Just pushed results from running the changepoint model on the control/exclosure samples, with the LDA from all the samples at once.

Interestingly, this gives us similar results as models with the weights proportional to sample size: two changepoints for both plot types, but at different times.

It finds a changepoint in the mid-1980s for the controls, which looks to me like Topic 2 (mostly DM/DO) taking over from Topic 5 (DS/DM). The second one for controls is in the late 1990s, and it looks to me like Topic 1/2 (PP, DM/DO) become dominant and Topic 5 (DS/DM) pops up every now and again. This in contrast to Topics 2 (DM/DO) and 3 (PB) really being on top for a while.

For the exclosures, the changepoints are in the late 1990s and in 2010. Like before, they seem to bracket a period when topic 3 (PB) was dominant.
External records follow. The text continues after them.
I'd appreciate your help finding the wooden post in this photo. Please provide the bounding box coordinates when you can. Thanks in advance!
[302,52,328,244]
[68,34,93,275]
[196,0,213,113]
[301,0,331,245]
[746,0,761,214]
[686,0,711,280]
Before, it's mixed; after, it's still mixed but with topic 1 (PP) mostly dominant.

I think it's funny that we keep getting this 2 changepoints result. Other than that confusion, I agree that this looks to me like the controls and exclosures are not synchronized WRT when they are dominated by a single topic/a mixture, and they can undergo shifts independent of each other, but environmental conditions can force changepoints across plot types (late 1990s).

emchristensen commented 6 years ago

Hmmmmmmm. While it feels a little disconcerting that it keeps coming up with 2 changepoints instead of 4 like we found before, these changepoints do seem to make sense. I think you're right, the changepoint model seems to be grabbing on to the points where the main (dominant) topic changes, or when dominance by a single topic changes to mixed-dominance. This seems different from what the old version of the changepoint model was coming up with (in the paper, it picked up that weird changepoint in 1995 that involved just the rare topics), though I'm ok with this new result too because the differences it's focusing on are ecologically meaningful and interesting. I'll ask if Juniper has any insight on that...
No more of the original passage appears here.